トップインタビュー 弁当総合商社・玉子屋 菅原勇継代表取締役
‐‐ランチのワンコイン(五〇〇円)市場はテークアウト弁当やCVS弁当に加えてレストランの低価格化もあって首都圏は特に激戦状態となっています。宅配弁当の「玉子屋」さんは港区、中央区を中心にした首都圏でクチコミだけでこの五年間に売上げを倍の二〇億円に伸ばしていますがその要因は何ですか。
菅原 ハード(機械)をどう取り入れるかです。私どもはこの宅配弁当屋に一五年前に参入しました。当時最後発だった私どもに先輩たちは「機械屋にだまされて……」と忠告してくれました。確かに機械を導入するということは初期投資が大変です。しかし、機械を導入して絶対においしいのならGOと投資、三~五年後には格段の差が付いてしまいました。「機械ができることは機械に任せて、味付けや盛りつけなど人間しかできないことは真心を込めてする」がモットーです。たたき上げの経営者はなかなか旧態依然の形から脱皮できませんね。
現在、一日二万二〇〇〇~二万三〇〇〇食を提供しています。一時間に六〇〇〇個、一分間に一〇〇個の弁当を仕上げます。一人当たりの生産性の高さは日本一、日本一は世界一と自負しています。
‐‐弁当屋になられたきっかけは何でしたか。
菅原 学校を卒業して銀行に勤めていましたが二四歳頃の時にやめまして、魚屋を始め、トンカツ屋、割烹と飲食店をやってみました。ところが売上げは良くてもだいたい決まっているし、雨が降ると人がこない。待っている商売は面白味がない。あるきっかけで弁当を作ってくれと注文がありまして、一回に三〇人分作って持っていける商売はメリットがあるなと気づきました。蒲田界隈のこの近辺は町工場が盛んで地元の弁当屋はその工場に納入していました。しかし、私はサラリーマン時代昼ご飯に大変苦労しましたので首都圏のサラリーマンを対象に兜町、銀座をターゲットにしました。価格もサラリーマンが月々支払える金額はせいぜい八〇〇〇円くらいということから四二〇円と五一五円の二種類にしています。しかも、飽きずにうまくて健康に良く安い。食材原価率は五〇%前後です。大口では三井造船が第一の顧客になっていただいてから弾みがつき、今日に至っています。
‐‐従業員管理がとてもユニークだと聞きました。
菅原 まずはお客さんありきですが、次は従業員ありきです。ハード武装するもう一つの理由は職場環境の改善です。飲食業は3Kと言われますが、機械化することによってできるだけ操業時間を短縮し、清潔な職場環境で働いてもらいたいということです。スタッフは正社員、パートあわせて一五〇人です。さきほど、日本一の生産性を誇ると話しましたが、良く働いてもらったら良く遊んでもらいたい。いくら仕事がきつくても「これだけ働いたらこれだけ飲める」という発想です。社員の内一〇人がゴルフ会員権を持っています。土・日は私を始め、毎週ゴルフです。海の家もあり、リフレッシュをしっかりするように社員教育しています。

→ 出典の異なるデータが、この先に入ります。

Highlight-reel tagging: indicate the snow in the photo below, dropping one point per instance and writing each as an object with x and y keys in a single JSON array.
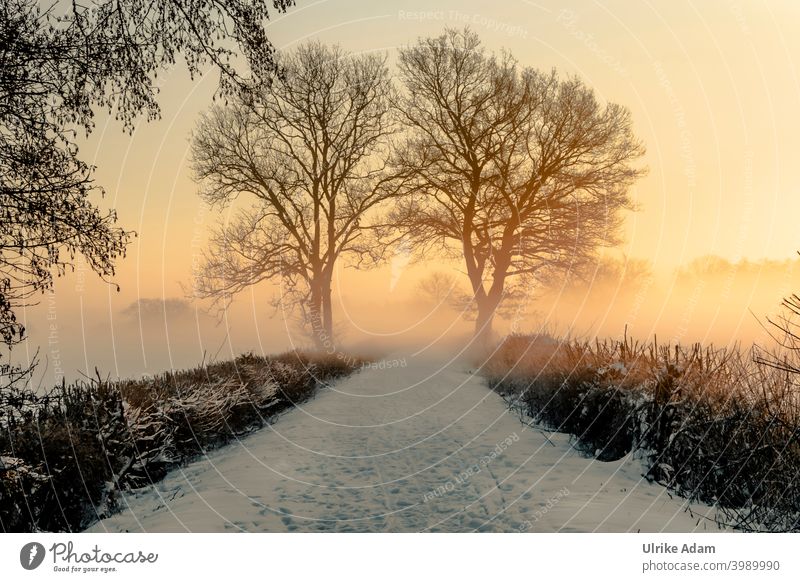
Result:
[{"x": 419, "y": 447}]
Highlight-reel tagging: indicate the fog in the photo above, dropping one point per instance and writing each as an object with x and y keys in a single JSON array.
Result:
[{"x": 85, "y": 324}]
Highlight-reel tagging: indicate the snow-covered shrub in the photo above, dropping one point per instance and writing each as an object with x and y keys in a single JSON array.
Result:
[
  {"x": 716, "y": 426},
  {"x": 64, "y": 456}
]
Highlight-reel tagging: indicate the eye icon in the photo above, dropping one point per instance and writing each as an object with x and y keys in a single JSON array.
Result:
[{"x": 31, "y": 555}]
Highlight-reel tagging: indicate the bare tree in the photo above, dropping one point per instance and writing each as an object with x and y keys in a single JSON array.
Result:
[
  {"x": 59, "y": 62},
  {"x": 310, "y": 155},
  {"x": 514, "y": 169}
]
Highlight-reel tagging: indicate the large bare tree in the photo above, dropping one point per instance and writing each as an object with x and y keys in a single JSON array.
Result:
[
  {"x": 59, "y": 62},
  {"x": 517, "y": 171},
  {"x": 309, "y": 153}
]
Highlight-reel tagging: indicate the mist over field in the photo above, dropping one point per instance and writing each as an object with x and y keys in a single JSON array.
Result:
[{"x": 711, "y": 300}]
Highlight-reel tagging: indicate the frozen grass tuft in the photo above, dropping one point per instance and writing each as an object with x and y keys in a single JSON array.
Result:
[
  {"x": 716, "y": 426},
  {"x": 64, "y": 456}
]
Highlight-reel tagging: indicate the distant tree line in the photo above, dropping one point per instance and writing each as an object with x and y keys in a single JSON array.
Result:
[{"x": 513, "y": 171}]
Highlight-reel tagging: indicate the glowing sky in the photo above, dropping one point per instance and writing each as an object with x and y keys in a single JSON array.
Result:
[{"x": 713, "y": 87}]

給料も「この人の能力ならば、一流企業だったらどれくらい支払はなければならないか」が基準です。弁当屋ですが年収一〇〇〇万円台の人間もいます。人材をうまく安く使う気はありません。弁当屋といえどもプライドと自信を持って仕事をしていますし、従業員にもそうあって欲しいと望んでいるからです。弁当で社会貢献し、大企業に羨ましがられる「華麗なる中小企業」が会社の理念です。
‐‐これからの抱負をお聞かせ下さい。
菅原 来春は新卒六人の採用が決定しています。体力に自信のある体育会系です。優秀な人間もたくさん育っています。そこで、若い優秀な人たちを独立させたい。首都圏でどの地域が一番まずい弁当を食べているのか調査中です。味と価格には絶対の自信がありますからね。若い人のベンチャー企業を興したいという夢を応援してあげたいというのが私の夢です。

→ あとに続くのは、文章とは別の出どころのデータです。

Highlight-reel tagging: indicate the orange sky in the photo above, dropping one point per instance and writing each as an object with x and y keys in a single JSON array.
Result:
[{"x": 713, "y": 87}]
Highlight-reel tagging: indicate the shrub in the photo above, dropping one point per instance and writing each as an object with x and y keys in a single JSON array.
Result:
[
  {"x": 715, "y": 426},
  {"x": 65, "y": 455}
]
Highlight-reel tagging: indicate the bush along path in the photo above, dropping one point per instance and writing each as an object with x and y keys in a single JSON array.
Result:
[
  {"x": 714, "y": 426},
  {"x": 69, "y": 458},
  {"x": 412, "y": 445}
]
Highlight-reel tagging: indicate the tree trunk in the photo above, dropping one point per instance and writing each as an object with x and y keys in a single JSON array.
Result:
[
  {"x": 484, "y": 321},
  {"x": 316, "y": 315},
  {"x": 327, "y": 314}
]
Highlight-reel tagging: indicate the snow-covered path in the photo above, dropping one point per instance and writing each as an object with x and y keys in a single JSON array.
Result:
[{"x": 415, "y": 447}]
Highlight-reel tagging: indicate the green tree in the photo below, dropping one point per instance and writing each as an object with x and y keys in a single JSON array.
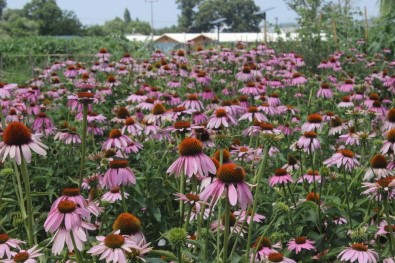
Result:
[
  {"x": 14, "y": 24},
  {"x": 238, "y": 13},
  {"x": 126, "y": 16},
  {"x": 51, "y": 19},
  {"x": 185, "y": 20},
  {"x": 3, "y": 4},
  {"x": 386, "y": 7}
]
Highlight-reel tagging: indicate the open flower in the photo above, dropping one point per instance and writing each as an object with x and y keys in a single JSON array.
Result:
[
  {"x": 344, "y": 158},
  {"x": 7, "y": 243},
  {"x": 389, "y": 144},
  {"x": 66, "y": 214},
  {"x": 378, "y": 168},
  {"x": 112, "y": 248},
  {"x": 18, "y": 142},
  {"x": 358, "y": 253},
  {"x": 116, "y": 140},
  {"x": 230, "y": 177},
  {"x": 221, "y": 118},
  {"x": 192, "y": 160},
  {"x": 300, "y": 243},
  {"x": 281, "y": 176},
  {"x": 27, "y": 256},
  {"x": 314, "y": 123},
  {"x": 118, "y": 174}
]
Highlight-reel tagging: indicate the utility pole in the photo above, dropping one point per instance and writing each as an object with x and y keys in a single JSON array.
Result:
[{"x": 152, "y": 16}]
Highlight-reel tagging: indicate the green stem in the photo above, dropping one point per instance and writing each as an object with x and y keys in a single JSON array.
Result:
[
  {"x": 262, "y": 236},
  {"x": 254, "y": 206},
  {"x": 4, "y": 187},
  {"x": 347, "y": 200},
  {"x": 83, "y": 141},
  {"x": 179, "y": 254},
  {"x": 218, "y": 231},
  {"x": 124, "y": 206},
  {"x": 186, "y": 224},
  {"x": 182, "y": 191},
  {"x": 227, "y": 228},
  {"x": 29, "y": 211},
  {"x": 387, "y": 216},
  {"x": 77, "y": 252}
]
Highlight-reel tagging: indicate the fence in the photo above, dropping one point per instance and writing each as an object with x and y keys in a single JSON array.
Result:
[{"x": 24, "y": 65}]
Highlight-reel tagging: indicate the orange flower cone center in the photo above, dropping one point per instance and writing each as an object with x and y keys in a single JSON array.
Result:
[
  {"x": 122, "y": 113},
  {"x": 391, "y": 115},
  {"x": 310, "y": 135},
  {"x": 127, "y": 223},
  {"x": 114, "y": 241},
  {"x": 378, "y": 162},
  {"x": 190, "y": 147},
  {"x": 280, "y": 172},
  {"x": 21, "y": 257},
  {"x": 129, "y": 121},
  {"x": 314, "y": 118},
  {"x": 71, "y": 191},
  {"x": 359, "y": 247},
  {"x": 391, "y": 136},
  {"x": 115, "y": 134},
  {"x": 275, "y": 257},
  {"x": 300, "y": 240},
  {"x": 347, "y": 153},
  {"x": 220, "y": 113},
  {"x": 17, "y": 133},
  {"x": 4, "y": 238},
  {"x": 182, "y": 125},
  {"x": 66, "y": 206},
  {"x": 158, "y": 109},
  {"x": 231, "y": 173},
  {"x": 116, "y": 164}
]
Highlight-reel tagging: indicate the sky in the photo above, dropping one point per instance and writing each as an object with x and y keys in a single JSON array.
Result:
[{"x": 165, "y": 12}]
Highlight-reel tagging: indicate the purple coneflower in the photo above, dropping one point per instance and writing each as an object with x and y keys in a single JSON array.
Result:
[
  {"x": 245, "y": 75},
  {"x": 314, "y": 123},
  {"x": 278, "y": 258},
  {"x": 116, "y": 140},
  {"x": 230, "y": 177},
  {"x": 378, "y": 168},
  {"x": 336, "y": 126},
  {"x": 298, "y": 79},
  {"x": 390, "y": 120},
  {"x": 43, "y": 124},
  {"x": 27, "y": 256},
  {"x": 389, "y": 144},
  {"x": 325, "y": 91},
  {"x": 360, "y": 253},
  {"x": 66, "y": 214},
  {"x": 253, "y": 113},
  {"x": 309, "y": 142},
  {"x": 114, "y": 195},
  {"x": 113, "y": 248},
  {"x": 300, "y": 243},
  {"x": 310, "y": 177},
  {"x": 18, "y": 142},
  {"x": 220, "y": 118},
  {"x": 118, "y": 174},
  {"x": 281, "y": 176},
  {"x": 193, "y": 102},
  {"x": 344, "y": 158},
  {"x": 347, "y": 86},
  {"x": 7, "y": 243},
  {"x": 192, "y": 160},
  {"x": 236, "y": 226}
]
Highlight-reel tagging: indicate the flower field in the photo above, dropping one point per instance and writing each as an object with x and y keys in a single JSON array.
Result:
[{"x": 236, "y": 154}]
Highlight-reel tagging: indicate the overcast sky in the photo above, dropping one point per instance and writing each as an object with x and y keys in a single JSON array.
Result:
[{"x": 165, "y": 12}]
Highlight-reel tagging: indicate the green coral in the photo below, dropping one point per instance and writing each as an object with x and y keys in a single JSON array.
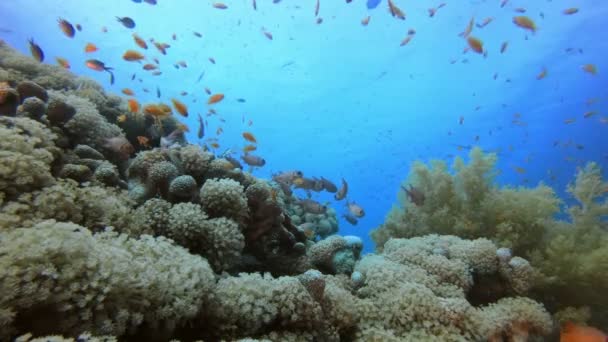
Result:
[
  {"x": 58, "y": 277},
  {"x": 468, "y": 204}
]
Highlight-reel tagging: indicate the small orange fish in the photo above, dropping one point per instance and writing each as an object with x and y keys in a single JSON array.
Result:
[
  {"x": 475, "y": 44},
  {"x": 467, "y": 31},
  {"x": 128, "y": 92},
  {"x": 143, "y": 141},
  {"x": 542, "y": 74},
  {"x": 132, "y": 56},
  {"x": 590, "y": 68},
  {"x": 525, "y": 23},
  {"x": 589, "y": 114},
  {"x": 133, "y": 105},
  {"x": 160, "y": 47},
  {"x": 485, "y": 22},
  {"x": 267, "y": 34},
  {"x": 66, "y": 28},
  {"x": 140, "y": 42},
  {"x": 183, "y": 128},
  {"x": 570, "y": 11},
  {"x": 150, "y": 66},
  {"x": 180, "y": 107},
  {"x": 519, "y": 170},
  {"x": 250, "y": 137},
  {"x": 63, "y": 62},
  {"x": 90, "y": 47},
  {"x": 395, "y": 11},
  {"x": 406, "y": 40},
  {"x": 249, "y": 148},
  {"x": 215, "y": 98},
  {"x": 571, "y": 332},
  {"x": 504, "y": 46}
]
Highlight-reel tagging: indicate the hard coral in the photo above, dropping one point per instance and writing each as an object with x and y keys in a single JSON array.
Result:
[
  {"x": 224, "y": 198},
  {"x": 59, "y": 278}
]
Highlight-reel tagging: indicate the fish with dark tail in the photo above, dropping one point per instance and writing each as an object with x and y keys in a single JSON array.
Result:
[
  {"x": 36, "y": 51},
  {"x": 98, "y": 65},
  {"x": 341, "y": 194},
  {"x": 201, "y": 127},
  {"x": 415, "y": 195},
  {"x": 126, "y": 22}
]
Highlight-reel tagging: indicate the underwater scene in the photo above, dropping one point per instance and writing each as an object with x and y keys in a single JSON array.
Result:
[{"x": 303, "y": 170}]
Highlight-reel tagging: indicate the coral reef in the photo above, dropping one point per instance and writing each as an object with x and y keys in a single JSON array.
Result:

秋には強力な炊飯工場が稼働します。これで炊き込みご飯など、メニューのバラエティー化を一層進めることができ差別化を推進していきます。私どもに営業マンは一人もいません。お客様の手元に届く弁当が最大の営業マンです。一つ一つ気を抜くことなくサラリーマンの力となる弁当を作るために努力を続けたいと思います。
‐‐ありがとうございました。
社長には、菅原やすのり氏と言う建築工学博士でありながら世界中を旅して歌でメッセージを伝える歌手であり、ラジオのパーソナリティーも務めているという弟がいらっしゃる。やすのり氏は「都市はアスファルトだらけで自然に逆らっている、アジアの労働力を蝕んでいるのは日本」と言うように日本の行く末を憂えている。この弟さんに社長は「兄は金儲けがうまい」と非難されている。そのためだけではないが「兄として恥ずかしくない人生を送りたい」と企業家でありながらも社会性を第一にした経営方針を旨とする。しかし、「ガキ大将をやってないと人は使えない」と親分肌が見えかくれするとても素直な経営者である。